Generative Bayesian Computation for Maximum Expected Utility

TL;DR

This paper introduces a likelihood-free generative Bayesian method using quantiles and neural estimators to efficiently compute maximum expected utility, demonstrated on portfolio optimization.

Contribution

It presents a novel density-free generative approach with neural quantile estimators for maximum expected utility calculation, applicable to Bayesian decision problems.

Findings

Efficient computation of expected utility via quantile-based generative methods.

Successful application to optimal portfolio allocation with Bayesian learning.

Discussion of links between utility theory and risk-taking behavior.

Abstract

Generative Bayesian Computation (GBC) methods are developed to provide an efficient computational solution for maximum expected utility (MEU).
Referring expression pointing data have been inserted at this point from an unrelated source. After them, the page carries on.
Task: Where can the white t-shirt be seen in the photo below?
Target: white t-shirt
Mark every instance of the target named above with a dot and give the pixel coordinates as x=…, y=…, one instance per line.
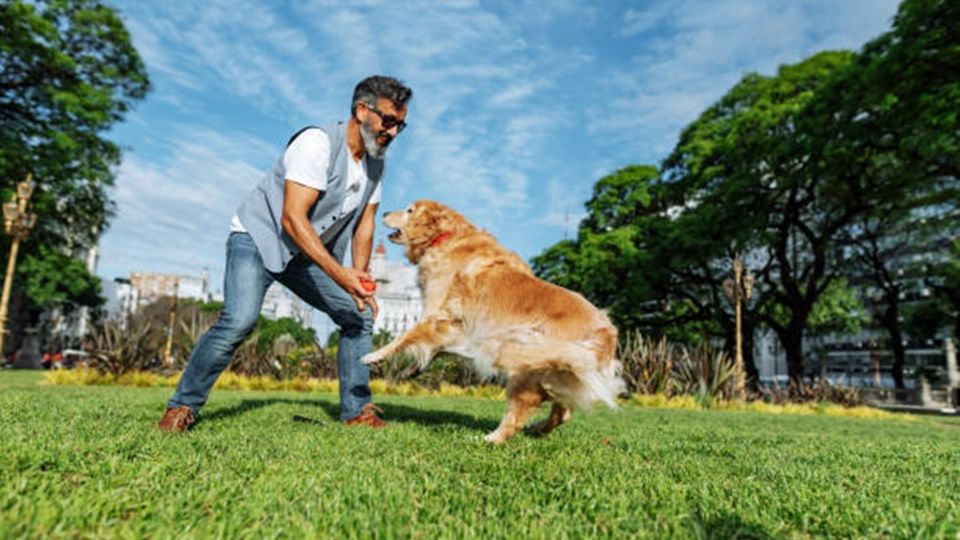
x=305, y=162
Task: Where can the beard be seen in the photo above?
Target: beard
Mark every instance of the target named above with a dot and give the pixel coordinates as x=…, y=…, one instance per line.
x=371, y=141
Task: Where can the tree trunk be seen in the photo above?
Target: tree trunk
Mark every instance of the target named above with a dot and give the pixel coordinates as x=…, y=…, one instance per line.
x=753, y=374
x=899, y=356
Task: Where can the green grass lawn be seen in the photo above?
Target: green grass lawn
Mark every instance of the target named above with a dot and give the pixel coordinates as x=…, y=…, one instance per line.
x=88, y=461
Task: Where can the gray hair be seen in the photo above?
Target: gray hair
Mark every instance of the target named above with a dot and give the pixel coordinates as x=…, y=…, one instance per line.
x=379, y=86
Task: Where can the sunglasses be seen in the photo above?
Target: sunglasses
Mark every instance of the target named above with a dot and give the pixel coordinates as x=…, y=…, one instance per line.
x=389, y=121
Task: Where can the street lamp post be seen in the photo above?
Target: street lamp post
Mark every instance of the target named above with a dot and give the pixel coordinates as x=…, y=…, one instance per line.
x=17, y=222
x=739, y=289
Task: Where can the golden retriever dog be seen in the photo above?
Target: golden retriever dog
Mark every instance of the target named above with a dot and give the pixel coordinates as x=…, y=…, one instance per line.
x=482, y=301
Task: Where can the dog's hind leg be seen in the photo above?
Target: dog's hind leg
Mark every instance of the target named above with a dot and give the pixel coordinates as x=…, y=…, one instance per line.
x=558, y=415
x=524, y=397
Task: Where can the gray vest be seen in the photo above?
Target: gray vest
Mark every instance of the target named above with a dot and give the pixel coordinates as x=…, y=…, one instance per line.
x=260, y=213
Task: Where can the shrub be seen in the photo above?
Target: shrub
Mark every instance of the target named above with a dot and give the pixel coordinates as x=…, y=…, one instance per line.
x=115, y=350
x=647, y=365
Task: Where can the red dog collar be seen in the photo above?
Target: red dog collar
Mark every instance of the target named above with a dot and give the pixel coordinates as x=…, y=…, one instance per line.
x=437, y=240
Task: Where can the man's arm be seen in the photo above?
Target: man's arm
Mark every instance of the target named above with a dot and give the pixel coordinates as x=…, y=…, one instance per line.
x=363, y=238
x=362, y=246
x=297, y=201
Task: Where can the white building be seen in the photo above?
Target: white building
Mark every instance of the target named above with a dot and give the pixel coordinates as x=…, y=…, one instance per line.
x=398, y=293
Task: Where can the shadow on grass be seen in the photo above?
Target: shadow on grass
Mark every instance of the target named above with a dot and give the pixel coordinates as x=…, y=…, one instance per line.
x=391, y=413
x=728, y=526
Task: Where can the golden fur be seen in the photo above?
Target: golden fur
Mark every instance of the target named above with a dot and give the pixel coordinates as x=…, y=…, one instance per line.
x=483, y=301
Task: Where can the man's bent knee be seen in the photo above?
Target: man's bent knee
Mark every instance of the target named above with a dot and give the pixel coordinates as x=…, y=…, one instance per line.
x=353, y=322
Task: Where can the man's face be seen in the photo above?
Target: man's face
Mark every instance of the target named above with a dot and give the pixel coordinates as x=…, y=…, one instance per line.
x=380, y=125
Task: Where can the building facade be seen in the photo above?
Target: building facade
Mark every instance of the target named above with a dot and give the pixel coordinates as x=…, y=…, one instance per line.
x=398, y=293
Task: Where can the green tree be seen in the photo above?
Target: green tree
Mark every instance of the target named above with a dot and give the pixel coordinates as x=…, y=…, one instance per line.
x=889, y=139
x=748, y=183
x=69, y=73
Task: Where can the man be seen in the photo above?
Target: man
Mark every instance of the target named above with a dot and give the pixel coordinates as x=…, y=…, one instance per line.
x=294, y=228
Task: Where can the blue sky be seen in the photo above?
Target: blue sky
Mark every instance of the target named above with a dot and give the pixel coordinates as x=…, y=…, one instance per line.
x=518, y=107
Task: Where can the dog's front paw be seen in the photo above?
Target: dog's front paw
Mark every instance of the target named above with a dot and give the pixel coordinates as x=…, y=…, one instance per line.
x=371, y=358
x=494, y=437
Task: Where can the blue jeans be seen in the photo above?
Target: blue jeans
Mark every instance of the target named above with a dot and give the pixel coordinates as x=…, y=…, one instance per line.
x=244, y=286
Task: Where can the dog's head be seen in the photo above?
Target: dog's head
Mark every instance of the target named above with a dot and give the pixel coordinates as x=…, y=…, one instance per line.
x=422, y=225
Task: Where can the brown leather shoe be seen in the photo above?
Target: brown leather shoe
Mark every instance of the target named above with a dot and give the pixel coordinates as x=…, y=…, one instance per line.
x=177, y=419
x=368, y=417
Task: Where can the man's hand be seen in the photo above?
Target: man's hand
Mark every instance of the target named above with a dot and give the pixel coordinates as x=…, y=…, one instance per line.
x=353, y=281
x=361, y=301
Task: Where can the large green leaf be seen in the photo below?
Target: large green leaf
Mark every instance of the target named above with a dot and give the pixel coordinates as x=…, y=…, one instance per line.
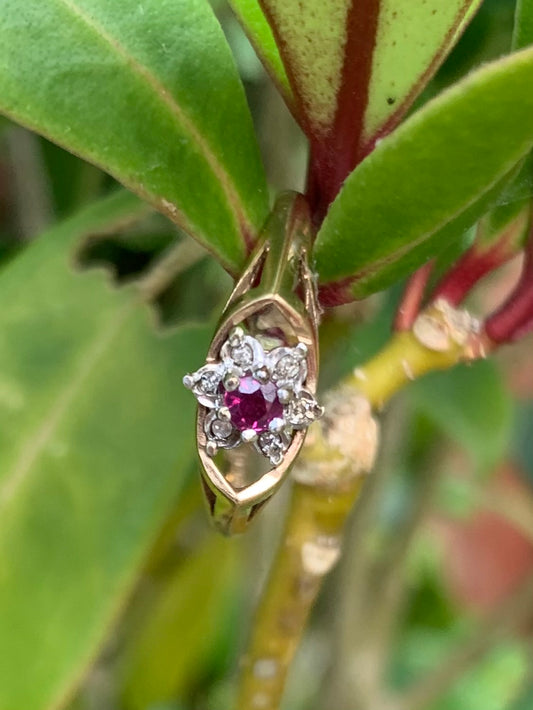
x=523, y=30
x=354, y=68
x=149, y=92
x=260, y=34
x=382, y=52
x=95, y=434
x=453, y=153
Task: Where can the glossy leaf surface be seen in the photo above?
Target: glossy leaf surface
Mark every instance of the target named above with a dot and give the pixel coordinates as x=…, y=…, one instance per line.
x=149, y=92
x=432, y=178
x=260, y=34
x=96, y=431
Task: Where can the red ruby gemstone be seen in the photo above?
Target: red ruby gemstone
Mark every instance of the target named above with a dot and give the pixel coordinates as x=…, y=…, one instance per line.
x=253, y=405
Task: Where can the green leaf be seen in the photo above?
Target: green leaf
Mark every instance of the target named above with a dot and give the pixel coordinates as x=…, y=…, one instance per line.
x=453, y=153
x=95, y=434
x=474, y=409
x=175, y=639
x=523, y=29
x=383, y=52
x=260, y=35
x=149, y=92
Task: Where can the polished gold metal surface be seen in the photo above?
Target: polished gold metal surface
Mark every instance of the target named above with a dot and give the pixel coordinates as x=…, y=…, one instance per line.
x=276, y=293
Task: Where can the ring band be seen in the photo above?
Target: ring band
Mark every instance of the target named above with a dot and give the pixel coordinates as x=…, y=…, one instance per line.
x=257, y=388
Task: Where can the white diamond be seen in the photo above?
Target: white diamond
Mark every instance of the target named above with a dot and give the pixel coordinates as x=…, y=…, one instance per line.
x=207, y=383
x=302, y=410
x=242, y=355
x=288, y=367
x=221, y=428
x=272, y=446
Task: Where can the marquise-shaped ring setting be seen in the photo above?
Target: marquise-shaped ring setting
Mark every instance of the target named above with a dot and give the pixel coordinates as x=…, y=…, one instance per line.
x=256, y=390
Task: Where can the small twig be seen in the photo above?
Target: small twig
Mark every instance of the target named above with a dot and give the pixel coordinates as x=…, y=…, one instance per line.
x=412, y=298
x=175, y=260
x=510, y=615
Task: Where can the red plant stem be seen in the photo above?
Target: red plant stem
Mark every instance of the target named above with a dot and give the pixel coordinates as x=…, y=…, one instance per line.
x=471, y=268
x=515, y=317
x=336, y=153
x=413, y=296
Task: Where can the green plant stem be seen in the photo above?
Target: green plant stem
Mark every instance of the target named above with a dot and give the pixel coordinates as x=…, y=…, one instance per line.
x=328, y=479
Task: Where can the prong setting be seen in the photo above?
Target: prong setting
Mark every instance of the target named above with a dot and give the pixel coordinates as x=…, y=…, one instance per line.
x=256, y=397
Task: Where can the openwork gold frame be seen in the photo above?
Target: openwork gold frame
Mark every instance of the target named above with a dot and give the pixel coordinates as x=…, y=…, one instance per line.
x=276, y=280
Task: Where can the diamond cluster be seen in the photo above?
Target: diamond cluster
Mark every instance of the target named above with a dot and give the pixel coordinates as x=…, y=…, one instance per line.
x=254, y=396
We propose a density-free generative method based on quantiles that naturally calculates expected utility as a marginal of quantiles. Our approach uses a deep quantile neural estimator to directly estimate distributional utilities. Generative methods assume only the ability to simulate from the model and parameters and as such are likelihood-free. A large training dataset is generated from parameters and output together with a base distribution. Our method a number of computational advantages primarily being density-free with an efficient estimator of expected utility. A link with the dual theory of expected utility and risk taking is also discussed. To illustrate our methodology, we solve an optimal portfolio allocation problem with Bayesian learning and a power utility (a.k.a. fractional Kelly criterion). Finally, we conclude with directions for future research.